In [29]:
import matplotlib.font_manager as fm
import matplotlib.pyplot as plt
import numpy as np
import pandas as pd
import seaborn as sns

path_gothic = "/usr/share/fonts/truetype/nanum/NanumGothic.ttf"
fontprop = fm.FontProperties(fname=path_gothic, size=20)

In [30]:
path = "../input/predict-meals/"
train = pd.read_csv(path + "train.csv")
test = pd.read_csv(path + "test.csv")
submit = pd.read_csv(path + "sample_submission.csv")

In [31]:
train[["현본사소속재택근무자수", "중식계", "석식계"]] = train[["현본사소속재택근무자수", "중식계", "석식계"]].astype(
    "int"
)
test["현본사소속재택근무자수"] = test["현본사소속재택근무자수"].astype("int")

train["일자"] = pd.to_datetime(train["일자"])
test["일자"] = pd.to_datetime(test["일자"])

train["년"] = train["일자"].dt.year
train["월"] = train["일자"].dt.month
train["일"] = train["일자"].dt.day
train["주"] = train["일자"].dt.week
train["요일"] = train["일자"].dt.weekday
train["출근"] = train["본사정원수"] - (
    train["본사휴가자수"] + train["본사출장자수"] + train["현본사소속재택근무자수"]
)
train["휴가비율"] = train["본사휴가자수"] / train["본사정원수"]
train["출장비율"] = train["본사출장자수"] / train["본사정원수"]
train["야근비율"] = train["본사시간외근무명령서승인건수"] / train["출근"]
train["재택비율"] = train["현본사소속재택근무자수"] / train["본사정원수"]
train["식사가능자수"] = train["본사정원수"] - train["본사휴가자수"] - train["현본사소속재택근무자수"]

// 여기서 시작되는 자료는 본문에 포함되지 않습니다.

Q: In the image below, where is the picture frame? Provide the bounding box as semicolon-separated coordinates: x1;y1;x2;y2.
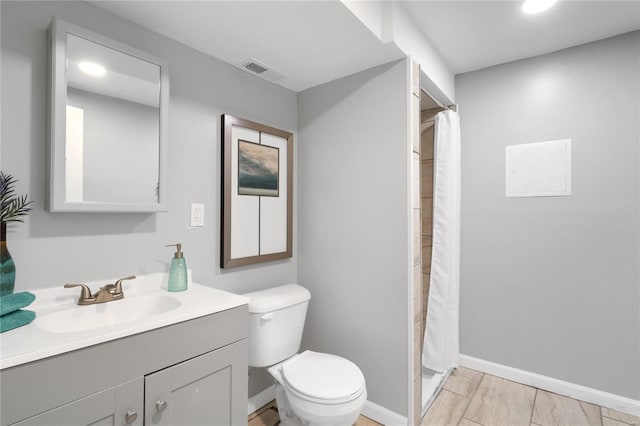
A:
220;114;293;268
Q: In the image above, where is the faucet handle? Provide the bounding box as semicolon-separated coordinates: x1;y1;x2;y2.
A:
114;275;136;293
64;284;96;305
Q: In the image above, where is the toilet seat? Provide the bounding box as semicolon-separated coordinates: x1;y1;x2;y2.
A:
280;351;365;404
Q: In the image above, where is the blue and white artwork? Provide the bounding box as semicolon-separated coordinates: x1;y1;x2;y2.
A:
238;140;280;197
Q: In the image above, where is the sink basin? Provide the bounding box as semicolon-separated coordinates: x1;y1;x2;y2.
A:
36;294;181;333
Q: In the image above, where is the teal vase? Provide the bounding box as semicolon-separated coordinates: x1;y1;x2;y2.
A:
0;222;16;296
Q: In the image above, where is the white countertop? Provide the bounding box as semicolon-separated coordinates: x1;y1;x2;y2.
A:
0;273;249;369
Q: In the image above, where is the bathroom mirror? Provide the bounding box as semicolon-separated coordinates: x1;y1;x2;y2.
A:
48;18;169;212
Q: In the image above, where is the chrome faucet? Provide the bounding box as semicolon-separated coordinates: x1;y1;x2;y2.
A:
64;275;136;305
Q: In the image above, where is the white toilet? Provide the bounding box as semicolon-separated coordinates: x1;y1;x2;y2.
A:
245;284;367;426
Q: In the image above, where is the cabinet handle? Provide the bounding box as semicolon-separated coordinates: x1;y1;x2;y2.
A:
124;410;138;425
156;401;167;413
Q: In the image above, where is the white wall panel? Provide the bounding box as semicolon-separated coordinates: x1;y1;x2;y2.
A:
231;126;260;258
260;133;289;254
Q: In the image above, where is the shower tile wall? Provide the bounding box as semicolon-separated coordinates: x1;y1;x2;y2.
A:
410;61;423;425
420;120;434;342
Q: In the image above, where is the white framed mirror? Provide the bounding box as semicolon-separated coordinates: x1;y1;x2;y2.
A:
48;18;169;212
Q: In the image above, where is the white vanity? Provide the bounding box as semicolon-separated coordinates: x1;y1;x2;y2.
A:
0;274;248;426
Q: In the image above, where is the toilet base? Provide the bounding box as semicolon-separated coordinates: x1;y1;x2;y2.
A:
275;381;367;426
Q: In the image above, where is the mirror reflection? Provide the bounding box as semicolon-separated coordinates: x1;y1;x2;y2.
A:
64;33;161;204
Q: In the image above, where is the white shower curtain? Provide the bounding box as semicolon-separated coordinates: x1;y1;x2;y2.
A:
422;110;460;372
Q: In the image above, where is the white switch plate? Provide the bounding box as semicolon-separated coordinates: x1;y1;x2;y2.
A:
190;203;204;228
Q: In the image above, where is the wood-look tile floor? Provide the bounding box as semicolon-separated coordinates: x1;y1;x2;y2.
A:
420;367;640;426
249;367;640;426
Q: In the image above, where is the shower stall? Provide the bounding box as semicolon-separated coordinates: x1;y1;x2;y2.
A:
414;91;460;417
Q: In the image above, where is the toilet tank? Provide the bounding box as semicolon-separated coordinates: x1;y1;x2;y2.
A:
244;284;311;367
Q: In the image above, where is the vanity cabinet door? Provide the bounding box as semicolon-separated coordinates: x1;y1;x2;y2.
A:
144;339;248;426
13;378;144;426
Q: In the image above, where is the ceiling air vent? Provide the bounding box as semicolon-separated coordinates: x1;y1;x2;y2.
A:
236;58;286;83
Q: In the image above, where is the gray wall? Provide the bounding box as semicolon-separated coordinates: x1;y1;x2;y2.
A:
456;32;640;399
298;61;410;416
1;1;297;292
0;1;297;395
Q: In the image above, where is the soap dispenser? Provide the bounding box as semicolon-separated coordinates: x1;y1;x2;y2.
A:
165;243;187;291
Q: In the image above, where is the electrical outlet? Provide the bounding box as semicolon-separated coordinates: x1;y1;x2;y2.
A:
191;203;204;228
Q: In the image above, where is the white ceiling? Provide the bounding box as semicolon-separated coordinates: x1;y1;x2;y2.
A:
91;0;640;91
90;0;404;91
402;0;640;74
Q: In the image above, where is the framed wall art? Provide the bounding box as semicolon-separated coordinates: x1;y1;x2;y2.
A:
220;114;293;268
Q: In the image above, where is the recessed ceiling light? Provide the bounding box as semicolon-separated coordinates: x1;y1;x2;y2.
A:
522;0;557;14
78;62;107;77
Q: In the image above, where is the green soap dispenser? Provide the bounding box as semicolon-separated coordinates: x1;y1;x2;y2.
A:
165;243;187;291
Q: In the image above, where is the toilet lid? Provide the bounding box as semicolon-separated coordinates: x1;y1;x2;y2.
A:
281;351;365;402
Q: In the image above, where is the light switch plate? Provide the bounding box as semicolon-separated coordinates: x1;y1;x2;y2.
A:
190;203;204;228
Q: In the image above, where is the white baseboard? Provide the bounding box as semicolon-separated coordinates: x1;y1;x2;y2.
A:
460;355;640;417
247;385;276;415
362;400;407;426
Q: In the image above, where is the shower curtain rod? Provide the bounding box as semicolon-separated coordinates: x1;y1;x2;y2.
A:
420;88;455;111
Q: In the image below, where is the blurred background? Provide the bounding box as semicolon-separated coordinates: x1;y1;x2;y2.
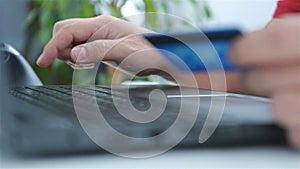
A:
0;0;277;84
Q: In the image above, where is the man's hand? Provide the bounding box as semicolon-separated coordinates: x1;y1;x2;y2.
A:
231;15;300;149
37;15;165;74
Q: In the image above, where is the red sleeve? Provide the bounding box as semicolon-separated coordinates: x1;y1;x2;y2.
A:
274;0;300;18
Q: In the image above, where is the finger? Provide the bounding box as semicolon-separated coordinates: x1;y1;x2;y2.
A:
272;89;300;129
71;39;125;63
242;66;300;95
231;16;300;66
288;130;300;150
58;47;72;60
37;16;119;67
52;18;86;35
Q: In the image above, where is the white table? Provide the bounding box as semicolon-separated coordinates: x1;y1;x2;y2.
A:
0;147;300;169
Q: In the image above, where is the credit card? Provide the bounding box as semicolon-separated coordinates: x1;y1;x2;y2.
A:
144;29;242;72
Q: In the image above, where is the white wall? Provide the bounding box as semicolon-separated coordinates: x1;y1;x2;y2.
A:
207;0;277;31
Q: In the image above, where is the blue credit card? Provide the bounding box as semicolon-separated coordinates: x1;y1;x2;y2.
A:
144;29;241;72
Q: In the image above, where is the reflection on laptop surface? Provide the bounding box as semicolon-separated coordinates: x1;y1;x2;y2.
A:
0;44;285;155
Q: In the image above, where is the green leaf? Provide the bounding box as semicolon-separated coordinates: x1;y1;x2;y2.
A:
143;0;158;29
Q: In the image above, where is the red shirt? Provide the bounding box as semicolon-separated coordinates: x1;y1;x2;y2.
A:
274;0;300;18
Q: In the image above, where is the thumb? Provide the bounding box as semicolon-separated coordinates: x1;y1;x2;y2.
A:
71;40;117;63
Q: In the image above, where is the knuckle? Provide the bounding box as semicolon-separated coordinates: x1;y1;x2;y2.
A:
53;21;65;33
97;15;116;22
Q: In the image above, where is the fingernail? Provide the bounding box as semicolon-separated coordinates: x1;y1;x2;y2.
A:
36;54;43;66
72;47;87;62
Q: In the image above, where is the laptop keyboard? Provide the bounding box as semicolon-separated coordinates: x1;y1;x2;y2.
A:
11;85;183;133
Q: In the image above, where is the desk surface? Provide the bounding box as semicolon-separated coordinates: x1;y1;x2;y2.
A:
0;147;300;169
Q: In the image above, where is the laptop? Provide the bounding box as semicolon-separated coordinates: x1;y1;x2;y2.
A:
0;43;285;156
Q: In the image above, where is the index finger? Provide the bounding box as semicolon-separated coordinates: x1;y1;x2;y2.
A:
37;18;115;67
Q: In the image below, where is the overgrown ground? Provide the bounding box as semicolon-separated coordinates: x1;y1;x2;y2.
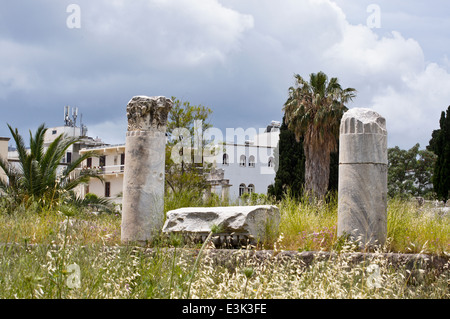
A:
0;192;450;298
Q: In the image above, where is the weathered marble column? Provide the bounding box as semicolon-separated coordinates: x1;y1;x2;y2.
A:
337;108;388;246
121;96;173;243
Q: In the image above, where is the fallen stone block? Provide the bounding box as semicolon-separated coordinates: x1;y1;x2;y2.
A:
163;205;280;246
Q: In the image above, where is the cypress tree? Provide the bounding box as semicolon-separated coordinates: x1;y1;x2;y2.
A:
427;106;450;202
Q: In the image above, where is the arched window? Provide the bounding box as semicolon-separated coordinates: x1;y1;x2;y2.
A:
222;153;229;165
239;184;245;197
248;155;255;167
268;157;275;167
239;155;247;167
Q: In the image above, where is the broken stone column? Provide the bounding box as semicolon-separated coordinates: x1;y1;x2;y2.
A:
337;108;388;246
121;96;173;243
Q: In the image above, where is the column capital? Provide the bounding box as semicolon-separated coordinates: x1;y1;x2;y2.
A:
127;96;173;131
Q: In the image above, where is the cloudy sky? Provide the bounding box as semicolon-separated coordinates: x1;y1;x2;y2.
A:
0;0;450;149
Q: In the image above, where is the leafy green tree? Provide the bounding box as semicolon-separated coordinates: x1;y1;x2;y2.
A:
268;117;305;200
388;144;436;197
427;106;450;202
283;72;356;198
0;124;100;208
165;97;212;196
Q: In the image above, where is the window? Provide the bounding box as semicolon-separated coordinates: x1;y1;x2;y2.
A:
248;155;255;167
66;152;72;164
105;182;111;197
98;155;106;167
239;155;247;167
239;184;245;197
222;153;229;165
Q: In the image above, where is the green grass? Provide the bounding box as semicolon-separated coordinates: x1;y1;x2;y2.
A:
0;192;450;299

test["식사가능자수"] = test["본사정원수"] - test["본사휴가자수"] - test["현본사소속재택근무자수"]
test["년"] = test["일자"].dt.year
test["월"] = test["일자"].dt.month
test["일"] = test["일자"].dt.day
test["주"] = test["일자"].dt.week
test["요일"] = test["일자"].dt.weekday
test["출근"] = test["본사정원수"] - (test["본사휴가자수"] + test["본사출장자수"] + test["현본사소속재택근무자수"])
test["휴가비율"] = test["본사휴가자수"] / test["본사정원수"]
test["출장비율"] = test["본사출장자수"] / test["본사정원수"]
test["야근비율"] = test["본사시간외근무명령서승인건수"] / test["출근"]
test["재택비율"] = test["현본사소속재택근무자수"] / test["본사정원수"]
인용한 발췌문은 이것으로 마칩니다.